Think about the medical care.
That one seems to bring back people to their senses.

I myself feel that I should have been an adult in the 80's vs being a kid,but then I think about the internet and the advances in medical care.
I agree with that part. What I would love would be a combination of the technology of now and the social graces of then.

I actually embrace much of what you see now, especially involving technology. I love smartphones and eschew this nonsense that somehow we're such awful people for having a smartphone on us and using it (so long as we're not talking about "delicately quiet" places like the library etc). I tell people critiquing selfies and such "what's it to you, maybe you should mind your own business." I love reading Wikipedia much the same as I used to like reading the hardback encyclopedias. I love posting in forums under an alias and having those discussions. I love it that we can get around in cars, so long as the cars aren't so EXPENSIVE and so repair-prone (hint: buy a Toyota Corolla or a Honda Civic, you can't miss).

What I hate: fearfulness, social isolation (not always due to smartphones either), helicopter parenting (especially if you're "free range" as I am and other people want to call CPS on free-range parents), and many fashion trends (I as a man like wearing shorts that are not below the knee, tattoos on women, women wearing "boy shorts," and yes I realize that's not any of my business).
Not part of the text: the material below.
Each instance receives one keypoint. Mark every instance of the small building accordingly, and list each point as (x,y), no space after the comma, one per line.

People are frightened over EVERYTHING to where I know people who live on 100 acres and freak out if a single door is unlocked or a single window doesn't have the shades pulled.

I hate how people nowadays are bad about not returning phone calls or texts, to me if you can't return a phone call or text in a reasonable amount of time you ought to have your phone taken away from you because it's rude, I DON'T CARE if it's "my phone." People acting like stopping by if you haven't made an appointment with their secretary first is an "intrusion," I look at the hospitality displayed on TV shows like "Little House on the Prairie" and how if you were "in the neighborhood" and you stopped by in the middle of dinner you weren't scolded for "intruding on a family moment," you were invited in and welcomed right on in. True, they didn't have phones then, but growing up in the 70s and 80s we had phones and yes if you stopped by you were invited instead of being scolded, even in the middle of dinner, so to me the mentality and thinking are what's different.

I also much prefer the lack of political correctness, shows like "Sanford and Son" could NEVER be made today. I get tired of hearing comedians apologizing "for anyone I might have offended," I want them to go "full blast" and not hold back because of PC nonsense. Laws, I can't stand modern laws that are borderline Communist like seat-belt use laws and laws at lakes etc banning people from diving into the water because they're so concerned about lawsuits.

If we could somehow have the 70s or 90s but with smartphones and the Internet and digital cameras, so you'd have people who actually RETURNED A PHONE CALL once in a blue moon and didn't act like visiting them at their home without making an appointment with their secretary first was a federal crime yet you still had the goodies toy-wise, I'd be all in on that.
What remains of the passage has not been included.